An EzDeploy Config needs to look like the following:

from mlflow_extensions.databricks.deploy.ez_deploy import (
    EzDeployConfig,
    ServingConfig,
)
from mlflow_extensions.serving.engines import VLLMEngineProcess, VLLMEngineConfig

_ENGINE = VLLMEngineProcess
_ENGINE_CONFIG = VLLMEngineConfig

NEW_NOUS_CONFIG = EzDeployConfig(
    # needs a name
    name="hermes_3_llama_3_1_8b_64k",
    engine_proc=_ENGINE,
    # the appropriate configs
    engine_config=_ENGINE_CONFIG(
        model="NousResearch/Hermes-3-Llama-3.1-8B",
        trust_remote_code=True,
        guided_decoding_backend="outlines",
        max_model_len=64000,
    ),
    # the serving config, either estimated memory or specific gpus
    serving_config=ServingConfig(
        # rough estimate for the engines this includes model weights + kv cache + overhead + intermediate states
        minimum_memory_in_gb=60,
    ),
)

In the previous code example we made: NEW_NOUS_CONFIG which is a EzDeployConfig object.

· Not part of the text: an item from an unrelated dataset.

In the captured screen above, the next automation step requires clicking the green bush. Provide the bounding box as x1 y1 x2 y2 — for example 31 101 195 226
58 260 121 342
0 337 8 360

We can add that to the registry by going to the bottom and looking for:

from dataclasses import dataclass


@dataclass(frozen=True)
class VllmText:
    ...

Then register the new model:

from dataclasses import dataclass, field


@dataclass(frozen=True)
class VllmText:
    NEW_NOUS_CONFIG = field(default_factory=lambda: NEW_NOUS_CONFIG)

Then go run the tests in the mlflow_extensions/tests/integration/vllm or mlflow_extensions/tests/integration/sglang folder to make sure the config is correct.